After a delay of 30 minutes, Saturday's sprint race, which was scheduled for 14 laps, got underway behind the safety car before being green lit for racing at the end of lap five.
The idea behind delaying the start was to allow the 20 cars to clear water from the circuit as they circulated behind the safety car, but when racing got underway Gasly, who started sixth for Alpine, said he still felt as though the conditions were not safe.
"I could not see a thing," he said. "If Oscar [Piastri] or Max [Verstappen] was in the middle of the straight, I would've been straight inside him.
"I just couldn't even see 10, 20 metres ahead of me. Even when we were all warming up the tyres and stuff, you are just hoping for the best.
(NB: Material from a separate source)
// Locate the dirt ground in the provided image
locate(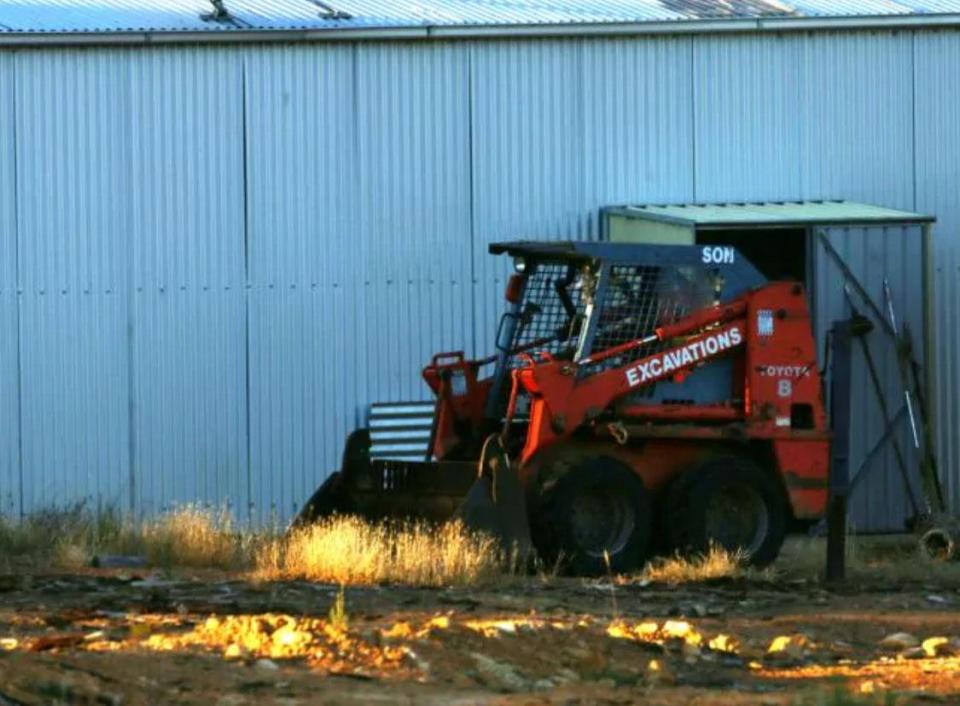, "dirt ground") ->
[0,544,960,706]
I didn't feel safe."
At the start of July, Dutch teenager Dilano van 't Hoff died in a multi-car collision in wet conditions during a Formula Regional European Championship race at Spa-Francorchamps.
The accident shone a spotlight on safety at the circuit, with Grand Prix Drivers' Association director George Russell calling on the FIA on Thursday to err on the side of caution if conditions are wet this weekend.
Gasly said a single mistake by a driver ahead of him on track could have resulted in a devastating incident at the start of the sprint.
"When they restarted, I was really hoping that no guy gets off the track or collides and stops in the middle of the straight because we know obviously what has happened," Gasly said. "It's not really a question of conditions, the conditions were probably practical or raceable since the first lap.
"The problem is the visibility and the spray at the moment is so huge out of these cars, the water just stays in the air. I was in P6 and I couldn't see anything, I can only imagine how bad it was at the back of the pack."
Daniel Ricciardo, who started the race 11th in the middle of the pack, said he was unable to see the cars in front of him at times while circulating behind the safety car.
"I was fourth gear down the straight before Turn 5 and even full throttle in fourth I couldn't even see George's light in front of me," Ricciardo said. "So I was 'let's do a few more laps'. Then it got to four laps and I thought alright, if no rain expected, let's red flag it, wait, whatever, 30 minutes, 45, and we can have a proper race instead of losing time behind safety car.
"In the end I'm glad we got the race done and everyone is safe. Visibility... it's a shame, because I've been doing the sport a while now and I don't remember it like this. Honestly, the last few years has been bad, but five, ten years ago we raced in these conditions.
"I know the cars are bigger and the tyres and all that. We want to race because the weather's also fun. The onboard captures it well, we really don't see. Anything above fourth gear you're just, like this... [can't see anything]."
Max Verstappen, who started the race in first position and won ahead of Oscar Piastri, doubts there is an easy solution to the spray problem and believes it has got worse since F1's last regulation change in 2022.
"I fully get Piere's comments because I think it has become worse from when I started in F1," he said. "I think it's just the wider tyres we have and the ground effect cars, but I remember in the junior categories it was also quite tough.
"The visibility was very bad so unfortunately, of course, we had these accidents happen over the years. That's always the unfortunate thing, I guess, with some things where we then tried to improve stuff on it, something bad needs to happen before then really gets changed or get looked at.
"But, I remember races in F3 where also I couldn't see a thing when you're on the pack or whatever. Also today, for example, I couldn't even see sometimes the safety car and I'm the first guy, so that's not even an F1 car.
"So if we really want to get rid of it, we can't do a race at the moment in the wet if we want good visibility, and this is also something we have to look at."